Elle est comme ça, Audrey Lacroix. Elle est là où on ne l'attend pas.

Après une première expérience olympique pénible l'été dernier, Lacroix rebondit aux Championnats du monde de Rome. Hier, elle a enregistré le huitième temps des demi-finales du 200 mètres papillon, se qualifiant de justesse pour la finale disputée aujourd'hui.

Pourtant, les conditions étaient réunies pour un autre couac à l'image de celui des Jeux olympiques de Pékin, où Lacroix, affaiblie par la grippe et moralement vaincue d'avance, s'était arrêtée en demi-finale.

 

Quelques minutes avant d'être appelée pour la deuxième vague de demi-finale, Lacroix a eu le malheur de déchirer son maillot. Oui, oui, le sulfureux maillot en polyuréthane de marque Jaked, le même qu'elle avait utilisé pour les préliminaires de la matinée, alors qu'elle avait réédité son propre record canadien (2:06,67) datant de 2007.

Branle-bas de combat dans la chambre d'appel, où Lacroix a reçu l'aide de deux représentantes de l'équipe canadienne et même des officiels pour enfiler en vitesse un «bon vieux» LZR Speedo, limitée à des plaques de polyuréthane. On imagine facilement l'agitation dans laquelle la salle a dû être plongée quand on connaît le temps qu'il faut pour se glisser dans ces secondes peaux.

Eh bien, Lacroix ne s'est pas laissé démonter par cette perturbation d'ordre vestimentaire. Remarquez, ça aurait pu être pire. L'Américain Ricky Berens peut en témoigner. Il a plongé les fesses nues, dimanche, pour devenir une vedette instantanée sur l'internet.

Malgré une discrète première longueur - la plus lente des 16 demi-finalistes -, Lacroix a puisé dans le réservoir pour refermer l'écart. Septième de sa vague à la mi-course, elle a finalement touché au mur troisième. Son chrono de 2:06,85, son troisième à vie, lui a permis de devancer l'Américaine Kathleen Hersey, neuvième à quatre centièmes de la Québécoise.

«Ce n'était pas la course parfaite, mais dans les circonstances, je suis vraiment contente», a réagi l'athlète de 25 ans dans un enregistrement audio qu'a fait parvenir le relationniste de Natation Canada.

À la fin de la bande, on entend le rire proverbial de Lacroix. Manifestement, elle a su tirer le meilleur parti de l'incident du maillot. «Au début, ça a fait monter mon niveau d'adrénaline, a-t-elle raconté. Mais quand j'ai vu tout le soutien que j'avais, comment tout le monde a fait en sorte que je me sente bien et que je sois prête à faire ma course, dans le fond, ça a été une motivation supplémentaire.»

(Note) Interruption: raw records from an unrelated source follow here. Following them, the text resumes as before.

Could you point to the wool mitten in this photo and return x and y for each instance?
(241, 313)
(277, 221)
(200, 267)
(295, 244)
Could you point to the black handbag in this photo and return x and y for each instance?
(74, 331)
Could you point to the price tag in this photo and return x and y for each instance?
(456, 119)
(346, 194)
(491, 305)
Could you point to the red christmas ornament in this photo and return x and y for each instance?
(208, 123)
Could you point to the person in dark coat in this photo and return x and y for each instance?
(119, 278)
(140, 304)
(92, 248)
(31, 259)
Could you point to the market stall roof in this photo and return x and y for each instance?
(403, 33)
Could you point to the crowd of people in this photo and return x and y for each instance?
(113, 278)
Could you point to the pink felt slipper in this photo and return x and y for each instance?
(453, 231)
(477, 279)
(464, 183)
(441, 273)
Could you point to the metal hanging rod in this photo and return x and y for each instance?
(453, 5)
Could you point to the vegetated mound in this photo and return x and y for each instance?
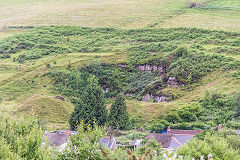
(47, 108)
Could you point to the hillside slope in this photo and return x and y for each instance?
(29, 57)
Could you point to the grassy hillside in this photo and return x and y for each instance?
(217, 14)
(29, 56)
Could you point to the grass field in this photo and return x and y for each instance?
(26, 90)
(218, 14)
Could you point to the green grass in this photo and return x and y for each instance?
(19, 87)
(215, 15)
(92, 13)
(223, 4)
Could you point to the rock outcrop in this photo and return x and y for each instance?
(149, 68)
(156, 98)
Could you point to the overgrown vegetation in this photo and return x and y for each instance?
(90, 106)
(209, 112)
(22, 140)
(223, 145)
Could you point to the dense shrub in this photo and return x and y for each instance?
(220, 145)
(22, 140)
(118, 116)
(90, 106)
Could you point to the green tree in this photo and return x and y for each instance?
(90, 106)
(222, 145)
(118, 116)
(22, 140)
(85, 145)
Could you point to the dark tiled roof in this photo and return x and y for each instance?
(184, 132)
(164, 139)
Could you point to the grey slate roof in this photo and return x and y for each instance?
(110, 143)
(59, 138)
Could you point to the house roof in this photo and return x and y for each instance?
(179, 140)
(238, 131)
(164, 139)
(183, 132)
(56, 139)
(110, 143)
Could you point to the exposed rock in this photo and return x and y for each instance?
(149, 68)
(122, 65)
(60, 97)
(129, 94)
(141, 67)
(105, 90)
(156, 98)
(172, 82)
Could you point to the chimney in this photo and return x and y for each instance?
(168, 129)
(219, 127)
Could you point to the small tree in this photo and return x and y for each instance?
(90, 106)
(118, 116)
(85, 144)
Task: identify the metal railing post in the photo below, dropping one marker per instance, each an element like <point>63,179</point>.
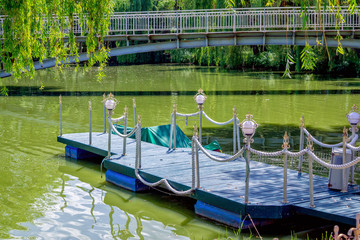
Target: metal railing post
<point>60,103</point>
<point>90,126</point>
<point>197,164</point>
<point>352,169</point>
<point>234,130</point>
<point>345,179</point>
<point>193,163</point>
<point>285,146</point>
<point>247,177</point>
<point>125,130</point>
<point>139,140</point>
<point>311,175</point>
<point>104,97</point>
<point>301,145</point>
<point>109,136</point>
<point>311,182</point>
<point>134,109</point>
<point>200,123</point>
<point>285,180</point>
<point>174,129</point>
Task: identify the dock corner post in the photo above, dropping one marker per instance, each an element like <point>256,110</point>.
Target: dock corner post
<point>138,141</point>
<point>200,123</point>
<point>174,139</point>
<point>197,167</point>
<point>134,108</point>
<point>247,177</point>
<point>311,175</point>
<point>234,130</point>
<point>125,130</point>
<point>285,146</point>
<point>248,128</point>
<point>200,98</point>
<point>104,99</point>
<point>60,103</point>
<point>354,129</point>
<point>301,145</point>
<point>90,125</point>
<point>193,159</point>
<point>109,136</point>
<point>171,130</point>
<point>345,179</point>
<point>110,104</point>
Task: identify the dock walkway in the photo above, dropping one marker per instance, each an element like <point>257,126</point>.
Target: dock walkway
<point>222,185</point>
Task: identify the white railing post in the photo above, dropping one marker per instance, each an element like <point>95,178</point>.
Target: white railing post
<point>174,127</point>
<point>247,175</point>
<point>285,147</point>
<point>104,97</point>
<point>311,175</point>
<point>60,103</point>
<point>200,123</point>
<point>301,145</point>
<point>109,136</point>
<point>234,130</point>
<point>90,126</point>
<point>345,179</point>
<point>125,130</point>
<point>197,164</point>
<point>134,109</point>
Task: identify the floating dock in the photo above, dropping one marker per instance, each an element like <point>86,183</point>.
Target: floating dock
<point>222,185</point>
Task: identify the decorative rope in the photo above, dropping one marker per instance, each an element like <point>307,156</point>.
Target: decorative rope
<point>320,143</point>
<point>162,181</point>
<point>118,133</point>
<point>118,119</point>
<point>218,123</point>
<point>352,143</point>
<point>187,115</point>
<point>333,166</point>
<point>266,154</point>
<point>217,159</point>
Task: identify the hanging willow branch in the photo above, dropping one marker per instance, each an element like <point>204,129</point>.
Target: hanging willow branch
<point>41,29</point>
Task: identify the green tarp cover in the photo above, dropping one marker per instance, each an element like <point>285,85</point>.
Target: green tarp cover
<point>160,135</point>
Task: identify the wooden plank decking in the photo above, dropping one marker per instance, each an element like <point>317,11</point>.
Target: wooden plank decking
<point>223,184</point>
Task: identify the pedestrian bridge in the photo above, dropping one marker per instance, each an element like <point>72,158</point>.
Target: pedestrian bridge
<point>165,30</point>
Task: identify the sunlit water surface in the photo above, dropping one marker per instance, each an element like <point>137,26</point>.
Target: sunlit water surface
<point>43,195</point>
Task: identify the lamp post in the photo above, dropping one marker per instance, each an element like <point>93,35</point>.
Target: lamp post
<point>200,98</point>
<point>110,104</point>
<point>354,118</point>
<point>248,128</point>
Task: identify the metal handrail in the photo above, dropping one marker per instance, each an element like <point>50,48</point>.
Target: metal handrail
<point>234,120</point>
<point>285,153</point>
<point>213,20</point>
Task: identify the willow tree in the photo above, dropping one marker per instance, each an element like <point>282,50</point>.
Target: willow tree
<point>42,29</point>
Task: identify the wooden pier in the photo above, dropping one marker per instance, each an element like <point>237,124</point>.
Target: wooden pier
<point>222,186</point>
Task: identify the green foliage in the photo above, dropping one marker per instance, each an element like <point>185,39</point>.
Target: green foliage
<point>27,38</point>
<point>289,61</point>
<point>4,91</point>
<point>308,58</point>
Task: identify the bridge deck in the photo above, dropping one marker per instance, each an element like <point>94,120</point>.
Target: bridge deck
<point>223,184</point>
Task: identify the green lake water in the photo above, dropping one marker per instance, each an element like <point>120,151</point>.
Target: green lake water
<point>43,195</point>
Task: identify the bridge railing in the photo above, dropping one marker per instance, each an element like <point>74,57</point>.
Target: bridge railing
<point>224,20</point>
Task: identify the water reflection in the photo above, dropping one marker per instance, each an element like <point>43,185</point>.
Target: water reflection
<point>44,195</point>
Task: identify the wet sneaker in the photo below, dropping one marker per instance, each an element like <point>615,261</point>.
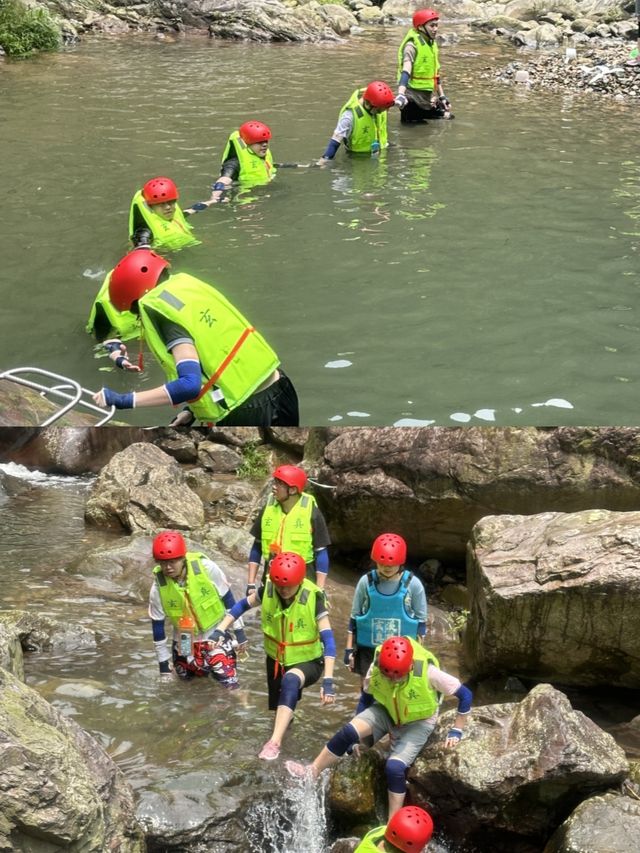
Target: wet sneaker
<point>297,769</point>
<point>270,751</point>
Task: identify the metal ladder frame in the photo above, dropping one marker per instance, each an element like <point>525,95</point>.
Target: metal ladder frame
<point>68,390</point>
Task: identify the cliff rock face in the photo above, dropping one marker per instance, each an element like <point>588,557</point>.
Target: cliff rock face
<point>60,790</point>
<point>432,485</point>
<point>556,596</point>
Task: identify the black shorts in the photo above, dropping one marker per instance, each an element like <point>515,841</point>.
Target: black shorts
<point>363,658</point>
<point>277,405</point>
<point>311,669</point>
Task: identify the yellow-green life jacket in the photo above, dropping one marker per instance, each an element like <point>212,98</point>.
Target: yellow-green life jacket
<point>411,699</point>
<point>288,531</point>
<point>199,597</point>
<point>254,170</point>
<point>228,347</point>
<point>367,128</point>
<point>175,234</point>
<point>125,324</point>
<point>369,843</point>
<point>291,636</point>
<point>426,66</point>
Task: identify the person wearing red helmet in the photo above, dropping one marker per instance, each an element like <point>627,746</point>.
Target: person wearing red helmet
<point>290,521</point>
<point>400,698</point>
<point>154,219</point>
<point>212,357</point>
<point>408,831</point>
<point>187,583</point>
<point>362,124</point>
<point>298,640</point>
<point>246,158</point>
<point>388,601</point>
<point>420,93</point>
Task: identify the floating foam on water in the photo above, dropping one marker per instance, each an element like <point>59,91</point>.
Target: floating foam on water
<point>556,402</point>
<point>485,414</point>
<point>412,422</point>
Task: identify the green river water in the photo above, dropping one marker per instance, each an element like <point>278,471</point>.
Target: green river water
<point>482,271</point>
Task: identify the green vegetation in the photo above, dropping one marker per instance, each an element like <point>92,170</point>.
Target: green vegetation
<point>254,465</point>
<point>25,30</point>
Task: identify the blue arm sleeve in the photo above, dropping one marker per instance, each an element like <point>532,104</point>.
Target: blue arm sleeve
<point>464,699</point>
<point>188,383</point>
<point>157,626</point>
<point>322,561</point>
<point>328,643</point>
<point>365,701</point>
<point>239,608</point>
<point>330,151</point>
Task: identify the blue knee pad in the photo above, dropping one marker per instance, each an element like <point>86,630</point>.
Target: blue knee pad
<point>396,772</point>
<point>342,740</point>
<point>289,691</point>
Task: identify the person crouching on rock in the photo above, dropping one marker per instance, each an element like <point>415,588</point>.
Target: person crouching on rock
<point>298,640</point>
<point>400,697</point>
<point>192,592</point>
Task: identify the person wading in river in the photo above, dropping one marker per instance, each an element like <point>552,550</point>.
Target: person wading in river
<point>400,697</point>
<point>298,640</point>
<point>408,831</point>
<point>420,93</point>
<point>290,521</point>
<point>193,593</point>
<point>362,124</point>
<point>212,357</point>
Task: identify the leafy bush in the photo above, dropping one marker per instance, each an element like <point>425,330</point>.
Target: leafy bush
<point>24,30</point>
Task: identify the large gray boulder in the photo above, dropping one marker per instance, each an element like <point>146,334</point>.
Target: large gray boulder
<point>609,823</point>
<point>556,596</point>
<point>519,771</point>
<point>60,790</point>
<point>142,489</point>
<point>433,485</point>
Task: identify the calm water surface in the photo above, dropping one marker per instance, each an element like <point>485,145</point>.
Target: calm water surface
<point>482,271</point>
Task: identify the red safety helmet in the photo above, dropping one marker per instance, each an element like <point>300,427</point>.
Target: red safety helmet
<point>254,131</point>
<point>379,95</point>
<point>160,189</point>
<point>410,829</point>
<point>169,545</point>
<point>389,549</point>
<point>292,476</point>
<point>396,657</point>
<point>287,569</point>
<point>136,274</point>
<point>423,16</point>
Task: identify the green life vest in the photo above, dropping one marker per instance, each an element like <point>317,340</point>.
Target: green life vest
<point>291,636</point>
<point>288,531</point>
<point>254,170</point>
<point>229,348</point>
<point>125,324</point>
<point>369,843</point>
<point>410,699</point>
<point>174,234</point>
<point>366,127</point>
<point>426,66</point>
<point>200,593</point>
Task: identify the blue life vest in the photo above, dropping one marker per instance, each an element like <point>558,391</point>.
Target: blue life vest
<point>387,615</point>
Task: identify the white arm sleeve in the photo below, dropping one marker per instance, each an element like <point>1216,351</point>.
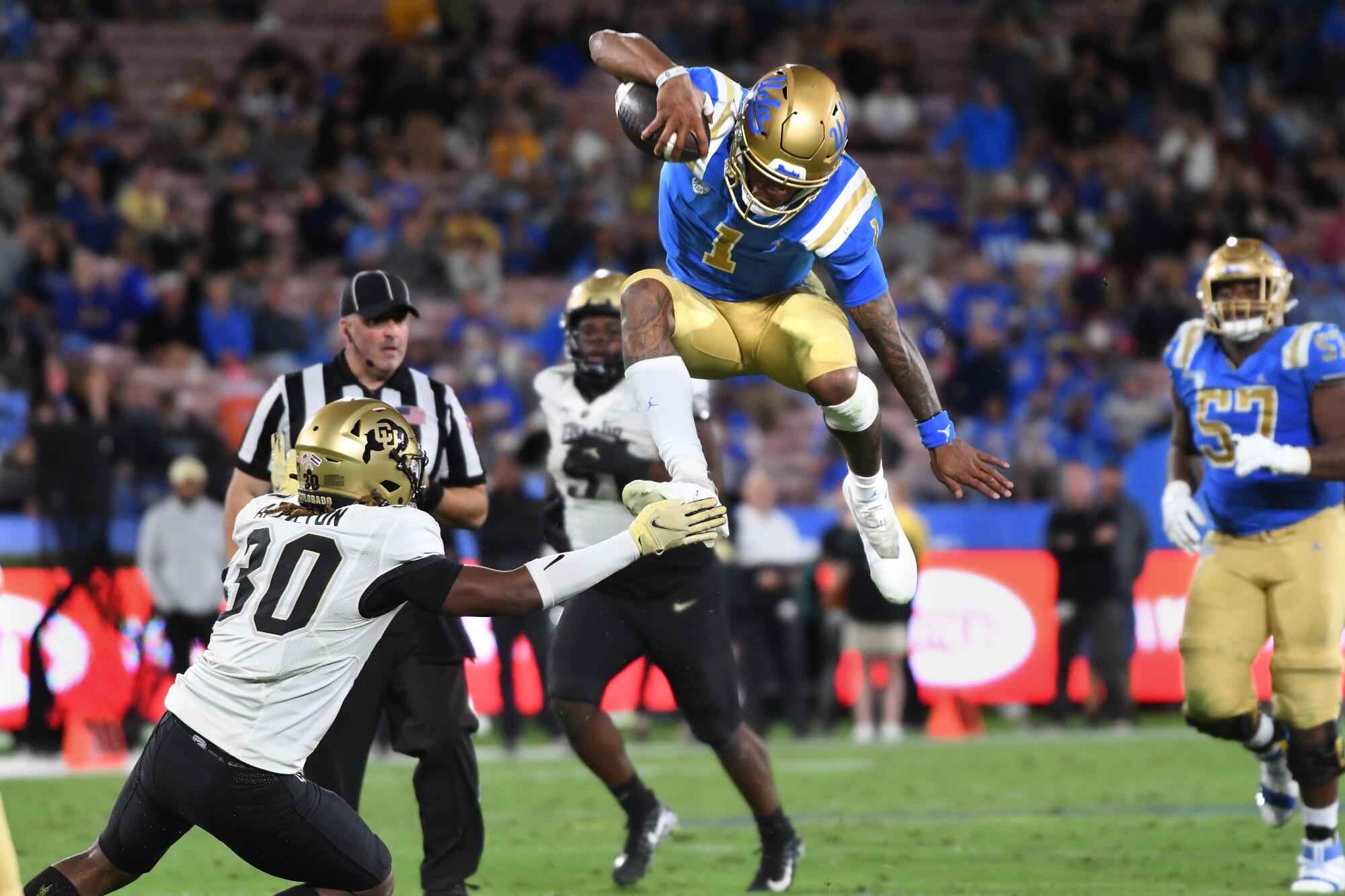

Absent à Rome, Claude St-Jean, l'entraîneur de Lacroix au club Camo, a été impressionnée par la capacité de sa protégée de revenir en force après un départ prudent. «Ça montre la confiance qu'elle a en elle, a-t-il souligné, ignorant alors la déchirure du maillot. Elle aurait pu paniquer après les premiers 100 mètres et se dire: that's it, c'est fini. Au contraire, elle est revenue.»

Pour St-Jean, cette participation à la finale est un baume sur une année difficile. Ses nageurs ont en effet dû jouer les sans-abri aux quatre coins de la ville en raison des travaux de rénovation aux piscines du centre Claude-Robillard, rouvertes tout récemment. «Après une année de merde, c'est agréable d'enfin recevoir des fleurs», a-t-il dit.

Cinquième des Mondiaux de Melbourne, en mars 2007, Lacroix sera confrontée à une forte opposition en finale, aujourd'hui. Deuxième des demi-finales, l'Américaine Mary Descenza et son maillot en polyuréthane ont établi un record du monde de 2:04,14 en préliminaires, soit plus de trois secondes de mieux que sa meilleure référence précédente. La Hongroise Katinka Hosszu a réalisé le meilleur chrono des demi-finales en 2:04,27. À pareille date l'an dernier, elle nageait en... 2:14,56.

Par ailleurs, Gabrielle Soucisse, de L'Île-Perrot, a poursuivi son apprentissage à Rome en prenant le 53e rang des préliminaires du 50 m dos. La recrue de 18 ans a franchi la longueur en 29,84, à huit dixièmes de son meilleur temps. Elle avait pris le 30e rang du 100 m dos, lundi.